Twenty-five years ago. Unbelievable.

This April, at the 75th anniversary celebration of the Final Four in Atlanta, the Katha Quinn Award will be presented to Greg Shaheen, former vice president of NCAA championships and alliances. When the title jargon was dynamited, he was the man who ran the NCAA Tournament. And he ran it very well. Unfortunately he only ran it until the last one.

There wasn't any big planned goodbye in New Orleans early last April. Shaheen left the Super Dome when the work was done on championship night. That wasn't fair in a lot of ways. If we were to check with Katha on any ground rules – she might have ordered Malcolm Moran to follow in serving as the award's caretaker – there aren't any that says the recipient must still have a working ID badge.

We can be that cutting-edge organization when called upon.

When the award is presented, there will be plenty said about why Shaheen deserved it. The biggest would be opening the tournament from the selection process (he brought the word "mock" out of mothballs) to expansion. It was his tournament and it was going to be run the right way. It was always fun to watch him attack some poor soul through a cell phone over stats not being distributed properly at a site across the country.

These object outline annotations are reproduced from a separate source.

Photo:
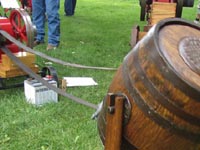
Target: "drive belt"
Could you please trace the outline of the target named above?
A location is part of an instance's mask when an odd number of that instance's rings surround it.
[[[44,79],[42,79],[38,74],[36,74],[35,72],[33,72],[29,67],[27,67],[25,64],[23,64],[8,48],[6,48],[5,46],[0,47],[0,49],[18,66],[20,67],[24,72],[26,72],[30,77],[38,80],[39,82],[41,82],[43,85],[45,85],[47,88],[55,91],[56,93],[67,97],[79,104],[88,106],[90,108],[93,109],[97,109],[97,105],[89,103],[83,99],[80,99],[78,97],[75,97],[71,94],[68,94],[66,92],[64,92],[62,89],[59,89],[51,84],[49,84],[47,81],[45,81]]]
[[[84,66],[84,65],[80,65],[80,64],[65,62],[65,61],[50,57],[50,56],[48,56],[44,53],[41,53],[39,51],[35,51],[35,50],[31,49],[30,47],[27,47],[26,45],[22,44],[21,42],[19,42],[18,40],[16,40],[10,34],[8,34],[7,32],[5,32],[3,30],[0,30],[0,34],[3,35],[6,39],[11,41],[12,43],[16,44],[18,47],[22,48],[24,51],[38,55],[38,56],[40,56],[44,59],[47,59],[47,60],[52,61],[52,62],[57,63],[57,64],[61,64],[61,65],[64,65],[64,66],[70,66],[70,67],[76,67],[76,68],[82,68],[82,69],[111,70],[111,71],[117,70],[116,68]]]

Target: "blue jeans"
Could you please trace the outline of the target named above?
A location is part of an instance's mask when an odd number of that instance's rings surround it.
[[[36,40],[44,42],[47,15],[48,43],[58,46],[60,42],[60,0],[32,0],[32,19],[37,28]]]
[[[65,14],[68,16],[74,15],[76,8],[76,0],[65,0]]]

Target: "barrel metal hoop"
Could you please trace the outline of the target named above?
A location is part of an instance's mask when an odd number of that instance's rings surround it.
[[[179,53],[184,62],[200,75],[200,38],[183,38],[179,43]]]
[[[134,102],[136,105],[142,110],[142,112],[149,117],[151,120],[162,126],[163,128],[169,129],[170,132],[178,134],[186,139],[189,139],[193,142],[200,142],[200,133],[194,133],[192,131],[189,131],[185,129],[184,127],[178,126],[171,121],[163,118],[160,116],[156,111],[154,111],[153,108],[149,107],[142,97],[139,94],[139,91],[133,86],[133,80],[131,80],[128,66],[127,66],[127,60],[124,61],[123,66],[122,66],[122,73],[124,76],[124,82],[125,86],[128,89],[129,94],[133,98]]]
[[[156,66],[159,69],[160,73],[162,74],[163,77],[165,77],[165,79],[170,80],[174,86],[181,90],[183,93],[186,93],[188,96],[190,96],[193,100],[200,102],[200,91],[197,87],[194,87],[192,85],[189,85],[189,83],[186,83],[181,77],[179,77],[179,75],[174,72],[174,70],[172,69],[172,66],[170,66],[169,64],[167,64],[167,60],[164,57],[163,52],[161,51],[161,47],[159,46],[158,42],[159,41],[159,32],[160,30],[167,26],[167,25],[171,25],[171,24],[181,24],[181,25],[185,25],[188,26],[190,25],[192,28],[200,30],[200,26],[196,25],[196,24],[191,24],[189,21],[186,20],[182,20],[179,18],[174,18],[174,19],[165,19],[160,21],[154,28],[154,32],[155,34],[153,35],[153,37],[151,38],[153,40],[154,43],[154,49],[156,48],[158,52],[156,51],[150,51],[151,48],[148,45],[148,51],[146,51],[146,53],[148,53],[149,59],[154,60],[154,58],[156,58]],[[153,45],[150,45],[153,46]],[[162,58],[161,58],[162,57]],[[166,66],[166,64],[168,66]],[[166,66],[166,67],[163,67]]]

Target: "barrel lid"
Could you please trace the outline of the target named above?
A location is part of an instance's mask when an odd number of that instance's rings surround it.
[[[155,27],[155,43],[169,68],[200,92],[200,26],[183,19],[165,19]]]

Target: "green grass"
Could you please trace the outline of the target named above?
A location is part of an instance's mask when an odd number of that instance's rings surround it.
[[[197,2],[197,1],[196,1]],[[140,22],[136,0],[78,0],[76,14],[64,16],[61,0],[61,41],[55,51],[46,44],[35,49],[64,61],[117,68],[130,51],[131,28]],[[195,7],[195,6],[194,6]],[[194,20],[196,8],[184,8]],[[37,58],[37,63],[44,66]],[[93,77],[98,86],[68,88],[67,92],[98,104],[107,93],[114,71],[77,69],[53,64],[63,76]],[[101,150],[94,110],[60,97],[57,104],[34,107],[23,88],[0,91],[0,150]]]

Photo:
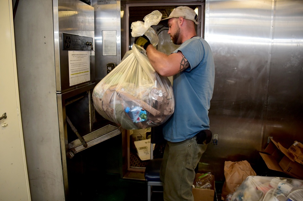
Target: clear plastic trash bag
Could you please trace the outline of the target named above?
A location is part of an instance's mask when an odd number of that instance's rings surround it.
[[[145,53],[141,47],[133,44],[93,92],[97,112],[127,130],[160,125],[174,111],[170,82],[155,72]]]
[[[149,39],[151,43],[155,47],[158,44],[159,39],[155,30],[151,27],[156,25],[161,20],[162,14],[158,11],[155,11],[144,17],[144,22],[137,21],[132,23],[132,36],[133,37],[145,35]]]
[[[302,201],[303,180],[249,176],[233,193],[231,201]]]

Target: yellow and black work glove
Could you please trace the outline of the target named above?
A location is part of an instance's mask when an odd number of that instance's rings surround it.
[[[135,44],[136,45],[141,46],[146,50],[147,46],[151,44],[151,42],[149,41],[149,39],[148,39],[148,38],[145,35],[144,35],[141,36],[138,36],[135,38]]]

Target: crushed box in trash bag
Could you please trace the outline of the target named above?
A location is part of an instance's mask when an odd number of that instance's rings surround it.
[[[97,85],[92,94],[98,113],[127,130],[160,125],[174,111],[170,82],[155,71],[141,48],[134,44],[126,58]]]
[[[143,34],[156,45],[158,38],[150,27],[157,24],[162,14],[155,11],[132,23],[133,37]],[[145,50],[135,44],[121,62],[95,87],[94,105],[99,114],[127,130],[144,129],[160,125],[174,113],[175,100],[171,85],[152,66]]]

I was about to give the details of Shaheen's early career and the stuff you read in every story like this. Not here.

Greg Shaheen is getting this award from the people he worked with, not for. Some people in the USBWA have had some great dialogues with him over the years, even one which made the ASAP transcript at the Final Four. You can't argue that he didn't at least listen and then try to help if he could. He did answer emails, some it seemed even before they were even sent. Katha Quinn and Greg Shaheen are names that should be linked. Now they are.